Job Market May Be Better Than It Seems
The job market’s recovery has received a mountain of negative press in recent days, but according to a new report from Challenger, Gray & Christmas Inc., the news may not be all bad.
The Chicago-based placement firm notes that several positive trends point to a strong job market recovery, including a slowdown in the pace of layoffs and an increase in new jobs.
Indeed, layoffs have greatly slowed down since the second half of 2009. “Through the first half of 2009, employers announced 896,675 job cuts. In the second half of 2009, total job cuts dropped 56 percent to 391,355. The number of planned layoffs fell another 24 percent in the first half of 2010, with employers announcing workforce reductions totaling 297,677,” according to the report.
This year payrolls in the U.S. have also begun to make gains. Starting in January of this year, payrolls saw “five consecutive months of net growth and more than one million new jobs added to the economy,” per Challenger, Gray & Christmas.
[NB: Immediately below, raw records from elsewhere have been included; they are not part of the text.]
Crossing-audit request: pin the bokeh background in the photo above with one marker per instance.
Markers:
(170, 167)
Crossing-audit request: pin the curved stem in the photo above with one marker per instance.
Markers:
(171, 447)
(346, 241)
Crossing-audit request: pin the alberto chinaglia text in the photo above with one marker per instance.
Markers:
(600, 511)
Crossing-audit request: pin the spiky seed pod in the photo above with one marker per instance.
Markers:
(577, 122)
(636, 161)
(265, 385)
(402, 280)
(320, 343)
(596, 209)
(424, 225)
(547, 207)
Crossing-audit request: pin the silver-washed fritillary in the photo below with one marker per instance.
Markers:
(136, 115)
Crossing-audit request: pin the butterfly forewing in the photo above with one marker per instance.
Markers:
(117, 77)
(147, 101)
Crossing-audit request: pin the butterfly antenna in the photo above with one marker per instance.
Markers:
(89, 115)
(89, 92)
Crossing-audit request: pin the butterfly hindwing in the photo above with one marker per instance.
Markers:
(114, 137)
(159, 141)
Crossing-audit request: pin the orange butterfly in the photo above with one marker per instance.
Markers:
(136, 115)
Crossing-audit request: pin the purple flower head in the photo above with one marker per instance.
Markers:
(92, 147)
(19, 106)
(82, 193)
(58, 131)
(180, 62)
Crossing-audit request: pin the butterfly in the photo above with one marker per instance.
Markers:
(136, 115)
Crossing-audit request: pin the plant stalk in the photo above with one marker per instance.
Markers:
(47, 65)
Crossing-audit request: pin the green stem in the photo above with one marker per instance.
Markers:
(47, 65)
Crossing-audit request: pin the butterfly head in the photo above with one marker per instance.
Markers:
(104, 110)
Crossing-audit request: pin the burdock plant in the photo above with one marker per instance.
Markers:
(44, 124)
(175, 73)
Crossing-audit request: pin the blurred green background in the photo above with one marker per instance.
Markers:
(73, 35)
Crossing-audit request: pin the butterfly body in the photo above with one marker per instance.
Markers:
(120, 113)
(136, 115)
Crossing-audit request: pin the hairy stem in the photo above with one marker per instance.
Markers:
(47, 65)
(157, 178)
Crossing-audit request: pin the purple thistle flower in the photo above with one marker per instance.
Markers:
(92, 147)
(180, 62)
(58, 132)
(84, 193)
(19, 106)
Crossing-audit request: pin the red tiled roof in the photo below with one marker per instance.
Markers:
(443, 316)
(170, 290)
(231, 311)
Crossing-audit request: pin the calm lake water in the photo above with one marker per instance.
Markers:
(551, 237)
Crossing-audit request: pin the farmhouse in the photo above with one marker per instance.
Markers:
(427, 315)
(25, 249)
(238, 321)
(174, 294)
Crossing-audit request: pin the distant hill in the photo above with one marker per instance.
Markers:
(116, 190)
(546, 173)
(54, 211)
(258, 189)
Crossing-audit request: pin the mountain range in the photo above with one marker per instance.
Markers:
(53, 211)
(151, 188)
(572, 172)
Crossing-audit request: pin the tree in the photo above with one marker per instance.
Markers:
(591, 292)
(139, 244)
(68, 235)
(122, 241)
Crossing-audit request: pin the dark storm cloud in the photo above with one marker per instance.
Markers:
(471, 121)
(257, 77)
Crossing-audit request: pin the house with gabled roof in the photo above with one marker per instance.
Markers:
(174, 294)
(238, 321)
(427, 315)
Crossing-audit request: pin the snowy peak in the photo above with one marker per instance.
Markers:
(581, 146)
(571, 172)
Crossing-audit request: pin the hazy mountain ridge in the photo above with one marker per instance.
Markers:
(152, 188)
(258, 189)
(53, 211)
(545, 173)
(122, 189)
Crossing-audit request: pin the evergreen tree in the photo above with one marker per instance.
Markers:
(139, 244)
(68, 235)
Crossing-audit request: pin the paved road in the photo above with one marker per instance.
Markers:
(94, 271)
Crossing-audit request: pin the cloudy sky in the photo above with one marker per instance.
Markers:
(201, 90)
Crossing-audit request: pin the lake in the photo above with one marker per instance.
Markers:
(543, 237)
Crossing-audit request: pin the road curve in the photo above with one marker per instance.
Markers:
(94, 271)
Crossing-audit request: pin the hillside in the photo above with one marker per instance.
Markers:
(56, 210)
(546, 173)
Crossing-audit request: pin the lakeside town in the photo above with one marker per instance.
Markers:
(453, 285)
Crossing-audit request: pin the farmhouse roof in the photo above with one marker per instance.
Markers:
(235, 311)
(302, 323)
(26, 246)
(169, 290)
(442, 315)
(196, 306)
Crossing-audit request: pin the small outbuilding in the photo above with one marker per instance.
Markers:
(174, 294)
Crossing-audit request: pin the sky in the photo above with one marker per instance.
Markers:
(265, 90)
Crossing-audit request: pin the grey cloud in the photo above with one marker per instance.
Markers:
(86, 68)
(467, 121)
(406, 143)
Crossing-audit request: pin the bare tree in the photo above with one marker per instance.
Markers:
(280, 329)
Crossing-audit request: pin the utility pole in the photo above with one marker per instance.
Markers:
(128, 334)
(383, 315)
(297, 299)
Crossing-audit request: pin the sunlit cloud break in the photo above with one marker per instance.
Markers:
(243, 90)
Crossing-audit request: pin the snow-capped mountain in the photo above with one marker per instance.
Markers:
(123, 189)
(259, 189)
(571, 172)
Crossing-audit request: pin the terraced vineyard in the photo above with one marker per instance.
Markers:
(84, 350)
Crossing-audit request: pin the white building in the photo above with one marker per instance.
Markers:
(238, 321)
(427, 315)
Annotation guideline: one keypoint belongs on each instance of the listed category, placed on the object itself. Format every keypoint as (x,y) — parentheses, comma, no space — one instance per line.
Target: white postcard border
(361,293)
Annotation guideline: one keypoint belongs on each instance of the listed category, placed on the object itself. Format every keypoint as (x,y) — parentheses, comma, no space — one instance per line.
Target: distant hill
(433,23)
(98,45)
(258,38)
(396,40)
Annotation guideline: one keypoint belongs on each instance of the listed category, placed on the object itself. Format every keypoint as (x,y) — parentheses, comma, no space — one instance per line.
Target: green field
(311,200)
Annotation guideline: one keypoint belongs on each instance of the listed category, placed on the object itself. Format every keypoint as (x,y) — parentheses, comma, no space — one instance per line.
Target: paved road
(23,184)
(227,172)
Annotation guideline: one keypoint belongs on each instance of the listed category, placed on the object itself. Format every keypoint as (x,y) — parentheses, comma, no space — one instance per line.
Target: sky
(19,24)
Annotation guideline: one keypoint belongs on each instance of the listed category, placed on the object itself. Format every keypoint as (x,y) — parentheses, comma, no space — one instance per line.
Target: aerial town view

And while the nation’s unemployment rate is still high at 9.5 percent, it seems to have peaked at 10.1 percent in October of 2009.
“By most accounts, we are barely a year into the recovery. At this point in the previous two recoveries – following the 1991 and 2001 recessions – the job market was actually getting worse. Many people are so caught up looking at the weekly and monthly numbers, that they fail to look at the bigger trends, which indicate just how much the job market has improved over the last 12 months,” said John A. Challenger, chief executive officer of Challenger, Gray & Christmas, in a statement.